= Elena Tsavalia =

Greek actress and presenter (born 1964)

Elena Tsavalia (born February 16, 1964, Athens) is a Greek actress, presenter and entrepreneur.

== Biography ==

=== Television ===
Along with her roles in the cinema, she also took her first steps on television. Specifically, in the 1988–1989 season, she made her television debut with a leading role in the social series of the state television Synomosia, playing together with Giorgos Tsitsopoulos, Tasos Chalkias and Giorgos Partsalakis. This was followed by her participation in two episodes of the ANT1 comedy series Police Thanasis Papathanasis, while in the period 1990-1991 she played in the comedy series of the same channel The Bachelors. She became more widely known to the general public with the role of Eleni Petridou in the comedy series by Yiannis Dalianidis The minors in the 1992–1993 season aired by Mega Channel.
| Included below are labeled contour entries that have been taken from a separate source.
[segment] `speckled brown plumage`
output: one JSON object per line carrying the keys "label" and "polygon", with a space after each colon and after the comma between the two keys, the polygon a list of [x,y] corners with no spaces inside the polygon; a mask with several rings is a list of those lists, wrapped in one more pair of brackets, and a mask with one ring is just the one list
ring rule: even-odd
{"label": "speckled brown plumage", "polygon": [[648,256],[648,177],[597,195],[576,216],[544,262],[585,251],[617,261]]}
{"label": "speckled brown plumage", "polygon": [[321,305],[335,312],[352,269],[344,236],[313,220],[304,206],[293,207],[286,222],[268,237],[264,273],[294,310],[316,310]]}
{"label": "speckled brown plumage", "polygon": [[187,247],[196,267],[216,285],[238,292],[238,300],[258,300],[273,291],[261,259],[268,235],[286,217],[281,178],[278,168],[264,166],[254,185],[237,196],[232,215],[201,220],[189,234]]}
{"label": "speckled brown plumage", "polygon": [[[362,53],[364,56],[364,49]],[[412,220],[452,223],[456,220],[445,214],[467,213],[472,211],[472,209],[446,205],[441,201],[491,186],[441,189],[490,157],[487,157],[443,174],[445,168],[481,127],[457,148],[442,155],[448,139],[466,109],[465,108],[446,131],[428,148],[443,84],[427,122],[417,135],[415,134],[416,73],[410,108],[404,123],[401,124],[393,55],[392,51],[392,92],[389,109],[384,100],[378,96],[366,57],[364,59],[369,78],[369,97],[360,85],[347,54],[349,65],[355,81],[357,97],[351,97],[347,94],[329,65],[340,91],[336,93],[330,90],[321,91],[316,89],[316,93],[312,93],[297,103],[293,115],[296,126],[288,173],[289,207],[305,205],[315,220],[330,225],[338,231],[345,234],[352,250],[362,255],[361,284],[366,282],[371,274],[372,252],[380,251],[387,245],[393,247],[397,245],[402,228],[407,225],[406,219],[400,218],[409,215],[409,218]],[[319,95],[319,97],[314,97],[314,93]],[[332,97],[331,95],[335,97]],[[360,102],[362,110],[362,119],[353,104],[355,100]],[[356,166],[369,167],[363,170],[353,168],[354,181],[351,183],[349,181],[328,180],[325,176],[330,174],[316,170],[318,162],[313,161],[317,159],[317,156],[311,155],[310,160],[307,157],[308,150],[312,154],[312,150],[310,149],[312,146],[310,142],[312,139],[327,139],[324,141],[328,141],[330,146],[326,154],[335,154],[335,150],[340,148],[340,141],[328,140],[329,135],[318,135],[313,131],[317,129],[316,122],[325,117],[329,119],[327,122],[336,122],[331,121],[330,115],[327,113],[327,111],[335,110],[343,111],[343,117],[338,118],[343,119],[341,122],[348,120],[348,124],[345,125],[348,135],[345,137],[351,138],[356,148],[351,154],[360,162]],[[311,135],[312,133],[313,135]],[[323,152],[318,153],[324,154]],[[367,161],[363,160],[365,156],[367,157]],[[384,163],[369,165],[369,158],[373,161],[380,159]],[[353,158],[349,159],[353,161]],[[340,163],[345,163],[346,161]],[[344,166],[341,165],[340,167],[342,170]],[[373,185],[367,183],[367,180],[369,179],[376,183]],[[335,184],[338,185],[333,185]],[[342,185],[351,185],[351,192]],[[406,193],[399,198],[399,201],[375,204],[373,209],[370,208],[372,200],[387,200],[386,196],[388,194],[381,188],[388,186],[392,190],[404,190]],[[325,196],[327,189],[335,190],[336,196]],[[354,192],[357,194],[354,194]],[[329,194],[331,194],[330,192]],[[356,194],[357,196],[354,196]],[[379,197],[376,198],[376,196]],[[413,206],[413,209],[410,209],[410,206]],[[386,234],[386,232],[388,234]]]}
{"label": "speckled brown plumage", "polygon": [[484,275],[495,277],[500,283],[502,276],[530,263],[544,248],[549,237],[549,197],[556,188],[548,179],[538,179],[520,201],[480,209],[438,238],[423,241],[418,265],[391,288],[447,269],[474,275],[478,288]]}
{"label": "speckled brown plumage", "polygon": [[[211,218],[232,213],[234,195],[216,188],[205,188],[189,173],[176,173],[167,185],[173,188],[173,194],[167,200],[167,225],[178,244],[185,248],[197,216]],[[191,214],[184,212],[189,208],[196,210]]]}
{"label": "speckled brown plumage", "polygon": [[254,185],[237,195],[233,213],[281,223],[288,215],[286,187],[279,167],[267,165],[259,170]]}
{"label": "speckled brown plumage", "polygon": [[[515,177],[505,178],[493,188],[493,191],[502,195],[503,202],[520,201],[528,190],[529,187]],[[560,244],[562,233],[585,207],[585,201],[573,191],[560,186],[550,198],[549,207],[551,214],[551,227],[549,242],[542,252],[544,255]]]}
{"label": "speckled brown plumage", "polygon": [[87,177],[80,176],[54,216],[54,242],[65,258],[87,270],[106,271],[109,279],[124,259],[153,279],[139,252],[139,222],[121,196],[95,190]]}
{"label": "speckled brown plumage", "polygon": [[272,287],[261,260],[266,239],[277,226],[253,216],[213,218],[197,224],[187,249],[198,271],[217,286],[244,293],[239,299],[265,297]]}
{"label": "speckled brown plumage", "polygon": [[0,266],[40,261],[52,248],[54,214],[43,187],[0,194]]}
In the 2014–2015 season, she presented together with her husband Markos Seferlis the morning entertainment show of the Mega Channel "MEGA with one". In 2019, she signed a cooperation contract with the television station Open TV for the presentation of the midday show Mesemeriatika. Due to poor cooperation with the show's production, she left after two weeks of working in just 8 episodes of the show.

She is going to star in the upcoming ANT1 series, Mamacita.

=== Entrepreneurship ===
In 2020, she and Andreas Lagos opened the shop "ERTHE", which sells drinks and healthy snacks.